La sezione Elements +3 guarda all’infanzia come spazio di scoperta, meraviglia e immaginazione. Amicizia, natura, curiosità e prime conquiste personali diventano il cuore di racconti pensati per accompagnare i più piccoli nella conoscenza di sé stessi e del mondo.
Con Elements +6 il cinema diventa avventura, responsabilità e cittadinanza attiva. I film parlano di coraggio, tutela dell’ambiente, amicizia, sogni da inseguire e ingiustizie da superare, invitando i bambini a guardare il mondo con sensibilità e spirito critico.

Elements +10 entra nel passaggio delicato tra infanzia e preadolescenza. Le storie affrontano la costruzione dell’identità, le relazioni familiari, la malattia, la memoria, la guerra, la solidarietà e la capacità di trasformare la fragilità in forza.
Con Generator +13 e Generator +15 il racconto si fa più complesso. L’adolescenza viene rappresentata come un tempo di scelte, smarrimenti, appartenenze difficili, relazioni familiari complicate, disuguaglianze sociali, radicalizzazione, consenso, amicizia e ricerca di libertà.
La sezione Generator +18 propone invece uno sguardo intenso sulle inquietudini del passaggio all’età adulta: salute mentale, senso di colpa, violenza, reinserimento sociale, seconde possibilità e bisogno di ricostruire fiducia nel futuro.

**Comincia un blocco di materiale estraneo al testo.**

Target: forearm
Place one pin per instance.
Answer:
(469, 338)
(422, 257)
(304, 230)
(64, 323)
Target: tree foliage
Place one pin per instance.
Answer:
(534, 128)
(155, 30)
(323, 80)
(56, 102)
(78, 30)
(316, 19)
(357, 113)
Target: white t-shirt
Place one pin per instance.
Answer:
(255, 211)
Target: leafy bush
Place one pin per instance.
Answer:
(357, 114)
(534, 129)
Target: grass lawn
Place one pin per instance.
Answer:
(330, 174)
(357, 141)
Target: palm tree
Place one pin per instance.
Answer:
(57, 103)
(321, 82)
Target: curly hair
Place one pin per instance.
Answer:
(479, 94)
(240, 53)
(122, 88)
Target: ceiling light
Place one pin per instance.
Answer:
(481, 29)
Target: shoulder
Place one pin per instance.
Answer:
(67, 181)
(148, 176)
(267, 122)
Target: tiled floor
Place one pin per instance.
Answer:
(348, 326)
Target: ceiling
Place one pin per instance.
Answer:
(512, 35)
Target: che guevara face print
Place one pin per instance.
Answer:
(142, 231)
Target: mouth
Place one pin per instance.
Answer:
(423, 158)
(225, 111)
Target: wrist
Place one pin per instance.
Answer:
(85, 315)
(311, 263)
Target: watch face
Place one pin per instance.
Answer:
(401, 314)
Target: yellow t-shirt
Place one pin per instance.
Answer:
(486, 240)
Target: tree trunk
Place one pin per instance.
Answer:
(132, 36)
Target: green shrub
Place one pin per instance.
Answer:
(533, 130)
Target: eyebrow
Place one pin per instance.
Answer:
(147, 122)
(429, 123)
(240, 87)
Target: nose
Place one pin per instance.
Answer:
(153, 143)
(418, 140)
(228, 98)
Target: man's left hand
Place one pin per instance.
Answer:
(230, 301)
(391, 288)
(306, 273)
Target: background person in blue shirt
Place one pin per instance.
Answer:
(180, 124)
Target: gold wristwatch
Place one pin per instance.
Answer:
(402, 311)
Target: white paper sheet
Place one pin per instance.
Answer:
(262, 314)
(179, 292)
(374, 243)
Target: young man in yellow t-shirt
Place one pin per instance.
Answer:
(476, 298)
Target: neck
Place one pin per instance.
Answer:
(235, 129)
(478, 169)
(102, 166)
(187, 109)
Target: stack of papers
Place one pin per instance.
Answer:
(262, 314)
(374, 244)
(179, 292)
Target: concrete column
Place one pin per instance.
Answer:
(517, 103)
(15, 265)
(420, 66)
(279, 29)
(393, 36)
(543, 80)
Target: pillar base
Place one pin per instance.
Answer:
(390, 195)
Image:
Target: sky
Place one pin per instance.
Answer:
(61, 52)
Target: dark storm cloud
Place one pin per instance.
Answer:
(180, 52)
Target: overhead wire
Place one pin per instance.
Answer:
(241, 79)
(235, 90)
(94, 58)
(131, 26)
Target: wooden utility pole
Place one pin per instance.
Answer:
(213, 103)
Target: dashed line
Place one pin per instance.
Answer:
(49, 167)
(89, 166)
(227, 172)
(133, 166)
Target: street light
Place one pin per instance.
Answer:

Grande attenzione anche ai documentari di GEX DOC, che raccontano giovani alle prese con identità, radici, esilio, indipendenza, relazioni familiari e trasformazioni personali. Storie reali che mostrano come ogni crescita sia anche una ricerca di appartenenza.

La sezione Parental Experience, infine, mette al centro il rapporto tra genitori e figli, la memoria, il bullismo, l’autostima, il lutto, la discriminazione e il valore dell’ascolto nelle relazioni familiari.
Nel suo insieme, la selezione di #Giffoni56 restituisce il ritratto di una generazione fragile ma non rassegnata, inquieta ma capace di immaginare nuovi orizzonti. Perché a Giffoni il cinema non racconta soltanto chi siamo, ma soprattutto chi stiamo diventando.